Return of the kitten
Type of Spiritual Experience
A description of the experience
Marchioness Townshend & Maude Ffoulkes
True Ghost Stories
The Return of Villish Mona Veen and the Fairy Flax
Contributed by Miss Thessel Cochrane
Villish Mona Veen, the first of my two "returns", was brought from the Isle of Man as a tiny snowflake of a kitten. Even then we recognized that the "snowflake" possessed remarkable points, but she did not appeal to me as a possible winning investment. I loved her for her helpless, adorable, tail-less self, and I had no idea of her future sensational show career, when she won eleven championships, innumerable firsts, and a plethora of silver cups during her short life.
Whenever Mona appeared at shows, her "pen" was surrounded by admirers, and, always delightfully self-possessed, she accepted the adulation she received as her due, although in "private life" she was just a very simple affectionate cat without a vestige of side in her make-up. She shared our lives for six years; then, one day in April, she was taken suddenly ill.
I nursed Mona, sitting up for three nights in a little room set apart, and anyone who has watched an animal suffer will understand my feelings in the long hours when I fought Death, and at last realized I couldn't save her.
With sick babies, very young children, and animals, what most stabs the heart is their inability to tell you how they feel - they can only look or "cry'', and at last you dare not read the muted suffering that finds an outlet in their eyes.
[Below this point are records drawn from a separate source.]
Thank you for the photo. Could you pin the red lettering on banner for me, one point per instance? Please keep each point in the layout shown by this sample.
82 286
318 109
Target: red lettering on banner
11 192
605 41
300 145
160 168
Strange that the physical ailments of old age do not usually meet with the sympathetic response given to those of the young; but perhaps old people protest too much?
As I watched Mona, and stroked the tormented little body, I thought of her, only a week old, serene and beautiful and I wept for the pity of it all - the waste of a happy life and the loss of her "friendliness" - as I am sure she felt genuine pleasure whenever she won prizes for "dear aunts" (we were always "aunts" to our animals).
Tomorrow there would be no Mona, and I should repeat the same untruth, “I'll never have another cat", only to fall for some cuddlesome bundle of fluff, rose-thorn claws, and what a dear old lady used to call "velvet" paws.
Then Mona died. Afterwards habit, such a factor in my workaday life, asserted itself. I looked at my watch. Past midnight! At six o'clock our daily round would re-commence.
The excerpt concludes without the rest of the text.